2 Samuel 3:1–4:12, 1 Peter 3:8–22, Psalm 135:1–21
In my Christian life, I’ve made some assumptions about what I thought Jesus wanted. For instance, many years ago I produced and sold paintings using the money to support missions. However, I determined that because my artistic endeavor was such a passion for me, it must be sinful. Therefore, I decided that Jesus wanted me to turn my back on it. Now I realize that painting was not my problem, but my attitude toward it bordered on idolatry.
In today’s OT reading, people were killing people because they assumed this was what their King David wanted. The passage begins with: “There was a long war between the house of Saul and the house of David. And David grew stronger and stronger, while the house of Saul became weaker and weaker.” (2 Samuel 3:1)
For some reason, I saw this as a parallel. Saul represents the old life, the fleshy and sinful way of doing things, while David represents the new life under my new King Jesus. In the beginning, I also wanted the new King to become stronger, so I began putting to death things in my old life, thinking I was pleasing my new King.
The story continues by telling how David’s man Joab told the king that Saul’s former man, Abner was not really on his side and was deceiving him. Then Joab found Abner and put him to death. The king was not happy with this and mourned the loss of Abner. He did not realize that Joab had done it out of revenge, not out of respect and loyalty to David. (2 Samuel 3:24-31)
For many years, I wondered why I would grieve each time I went to an art supply store or anything that reminded me of this loss. I didn’t realize that I’d given up something good — that my King Jesus wanted. I did it with presumption instead of at His direction.
Later in the story, others killed a son of Saul named Ish-bosheth. They took his head to David, thinking they were avenging David for Saul’s actions against him. David was angry at this also and required their blood for striking down a righteous man. (2 Samuel 4:5-11) Again, they acted presumptuously. Instead of finding out what King David wanted, they took matters into their own hands and paid a price for it.

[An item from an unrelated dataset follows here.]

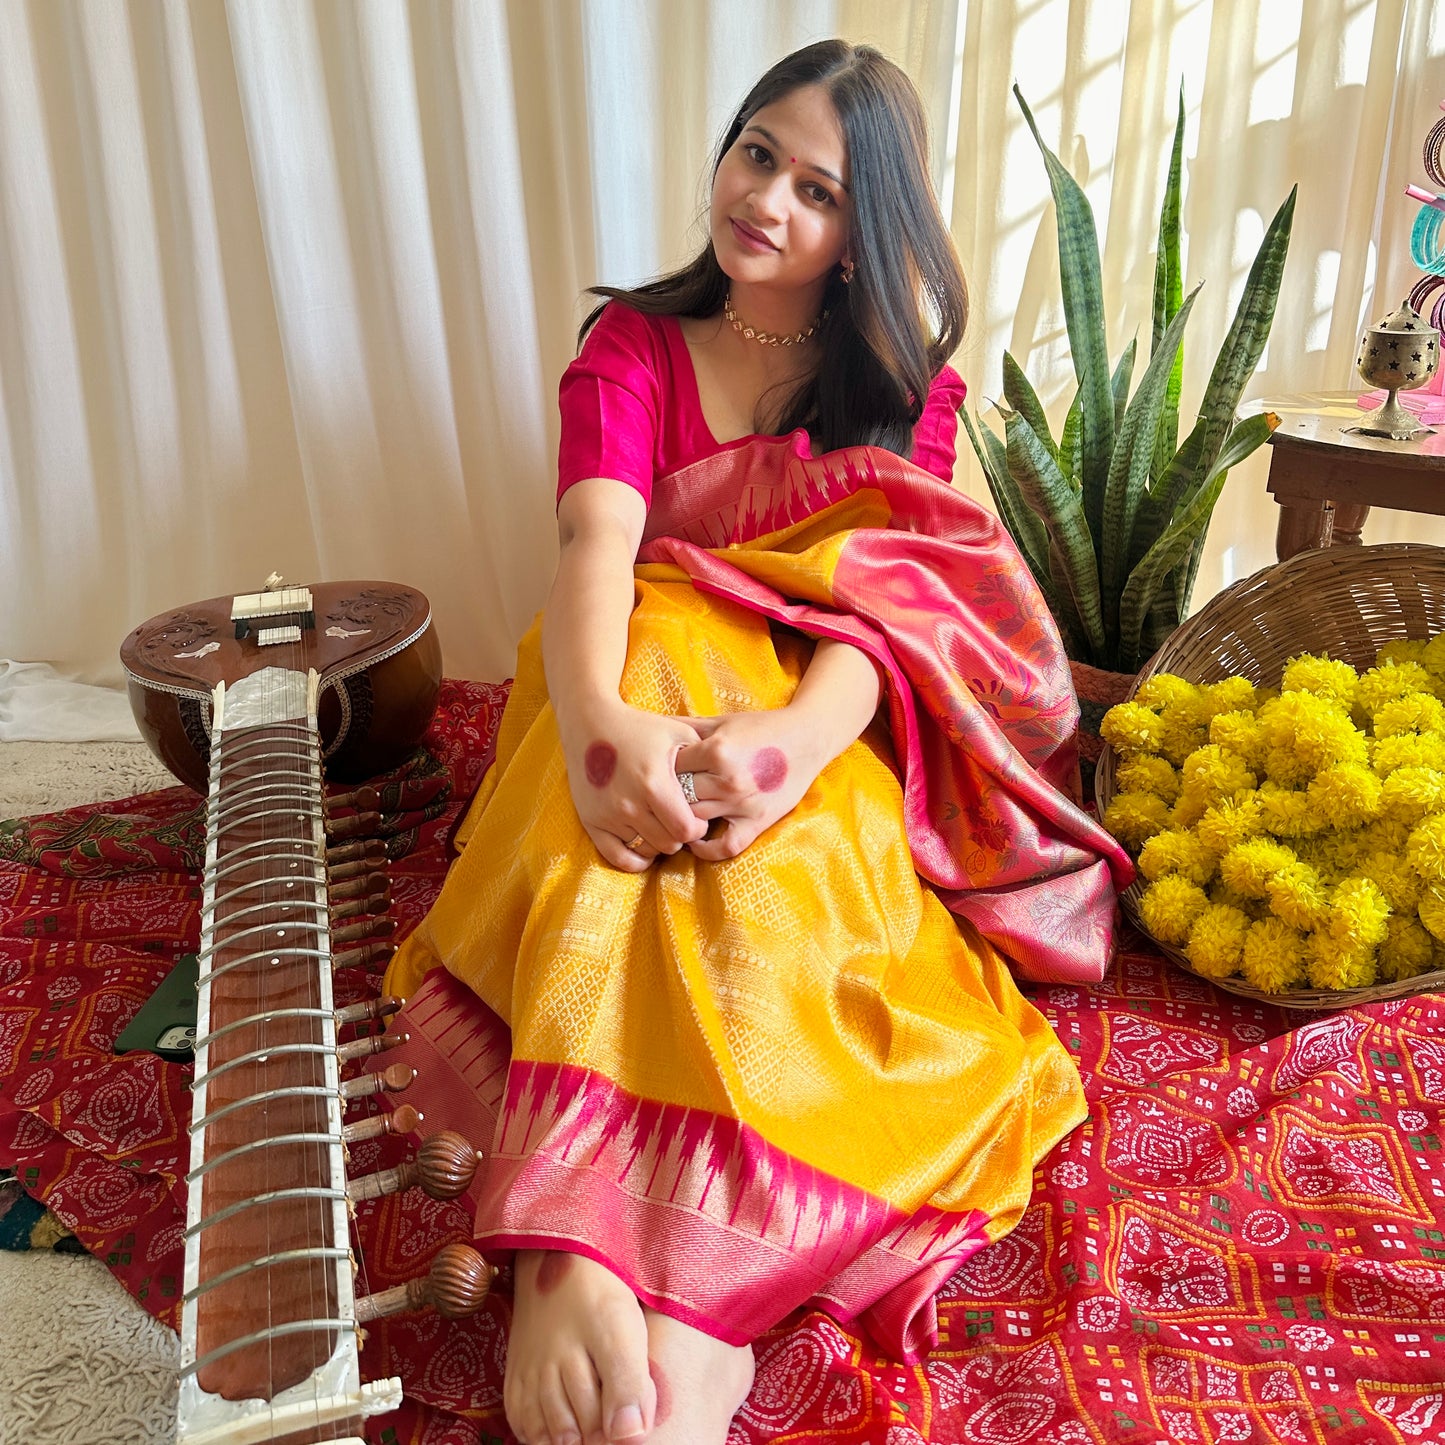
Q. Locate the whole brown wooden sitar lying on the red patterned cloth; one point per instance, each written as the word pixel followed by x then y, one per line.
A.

In my situation, I abandoned a gift God had given me, but my King Jesus was gracious. It happened at a time when I was spending too much time at my easel and not enough time with my children. God knew what was more important so He used my presumption for good. I didn’t see it that way though.

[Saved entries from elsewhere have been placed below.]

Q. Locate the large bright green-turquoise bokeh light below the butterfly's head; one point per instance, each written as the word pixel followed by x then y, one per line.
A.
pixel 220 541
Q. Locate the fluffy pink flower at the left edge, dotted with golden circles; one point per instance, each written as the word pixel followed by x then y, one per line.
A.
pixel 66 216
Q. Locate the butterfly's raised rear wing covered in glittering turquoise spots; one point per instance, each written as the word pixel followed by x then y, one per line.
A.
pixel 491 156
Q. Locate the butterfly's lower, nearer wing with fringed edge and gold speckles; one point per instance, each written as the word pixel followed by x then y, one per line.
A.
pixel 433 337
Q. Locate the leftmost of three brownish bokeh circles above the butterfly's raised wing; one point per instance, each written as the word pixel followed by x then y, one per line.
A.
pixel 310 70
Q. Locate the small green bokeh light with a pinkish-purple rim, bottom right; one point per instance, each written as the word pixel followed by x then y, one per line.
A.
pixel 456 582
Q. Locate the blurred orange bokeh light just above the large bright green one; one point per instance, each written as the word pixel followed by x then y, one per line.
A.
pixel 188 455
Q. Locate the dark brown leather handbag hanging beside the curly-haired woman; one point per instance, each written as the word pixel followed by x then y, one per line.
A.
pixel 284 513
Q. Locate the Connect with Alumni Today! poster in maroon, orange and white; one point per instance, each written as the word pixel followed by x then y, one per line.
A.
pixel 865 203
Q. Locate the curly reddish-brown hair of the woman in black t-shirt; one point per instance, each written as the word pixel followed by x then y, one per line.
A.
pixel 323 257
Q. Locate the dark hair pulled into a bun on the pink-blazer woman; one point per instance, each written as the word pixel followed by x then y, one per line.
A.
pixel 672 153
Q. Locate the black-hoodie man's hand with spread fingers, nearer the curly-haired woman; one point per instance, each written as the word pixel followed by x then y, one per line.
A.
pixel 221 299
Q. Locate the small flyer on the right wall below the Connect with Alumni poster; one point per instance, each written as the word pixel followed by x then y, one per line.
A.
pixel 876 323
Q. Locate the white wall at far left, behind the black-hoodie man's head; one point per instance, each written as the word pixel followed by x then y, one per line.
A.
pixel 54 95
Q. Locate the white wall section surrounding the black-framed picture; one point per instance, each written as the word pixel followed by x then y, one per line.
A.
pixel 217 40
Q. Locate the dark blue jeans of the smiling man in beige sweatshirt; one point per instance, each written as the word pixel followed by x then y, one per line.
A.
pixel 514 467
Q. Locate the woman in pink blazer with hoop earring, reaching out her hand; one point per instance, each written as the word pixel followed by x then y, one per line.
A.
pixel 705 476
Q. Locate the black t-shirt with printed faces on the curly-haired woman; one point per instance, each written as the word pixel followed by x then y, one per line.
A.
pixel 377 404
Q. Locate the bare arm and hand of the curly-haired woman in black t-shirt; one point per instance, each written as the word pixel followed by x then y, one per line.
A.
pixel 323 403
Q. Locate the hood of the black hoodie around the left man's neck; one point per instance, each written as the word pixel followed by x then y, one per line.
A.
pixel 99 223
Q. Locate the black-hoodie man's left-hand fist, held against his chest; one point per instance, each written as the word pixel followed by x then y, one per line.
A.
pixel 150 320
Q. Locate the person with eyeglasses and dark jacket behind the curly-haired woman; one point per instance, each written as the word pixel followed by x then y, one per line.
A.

Later, after my children grew up and were on their own, I still didn’t understand what He wanted, even when my adult daughter gave me a large package of canvases and supplies. Hint, hint. And I still cried when walking through the tubes of paints and brushes in the art supply stores.
Now I do understand. The Bible says that the gifts and the calling of God are irrevocable. (Romans 11:29) This verse doesn’t express the right thought, but it is close. It says that what God gives is not to be regretting as if there is something wrong with it. Other verses say His gifts are to be used. My mother’s words sooth my angst; she often told me, “Your creativity always finds an outlet.”
The lesson learned is to never presume that I know what God wants of me without making sure I am hearing from Him and not listening to my own zealous rationalization.
The NT reading also talks about zeal, but not the zeal that leads to presumption. Instead, it is a zeal that leads to persecution and suffering . . .
“Now who is there to harm you if you are zealous for what is good? But even if you should suffer for righteousness’ sake, you will be blessed. Have no fear of them, nor be troubled, but in your hearts honor Christ the Lord as holy, always being prepared to make a defense to anyone who asks you for a reason for the hope that is in you; yet do it with gentleness and respect, having a good conscience, so that, when you are slandered, those who revile your good behavior in Christ may be put to shame. For it is better to suffer for doing good, if that should be God’s will, than for doing evil.” (1 Peter 3:13–17)
Actually could be related to my choices for I’ve know people who gave their entire skill set to God for the furtherance of His kingdom and were ridiculed for “wasting their lives” because they didn’t use their God-given creativity to become rich and famous. There is such danger in that . . .
“The idols of the nations are silver and gold, the work of human hands. They have mouths, but do not speak; they have eyes, but do not see; they have ears, but do not hear, nor is there any breath in their mouths. Those who make them become like them, so do all who trust in them.” (Psalm 135:15–18)
Had I continued with art, I might have given in to those temptations to be rich and famous, and thus allowed an even deeper idolatry. If so, then perhaps my presumption was used for a greater good where God protected me for falling even farther.
As it is, right now God is directing me to use my creativity to bless others and to glorify Him. Of course I am shaking my head and raising my voice to declare His amazing grace.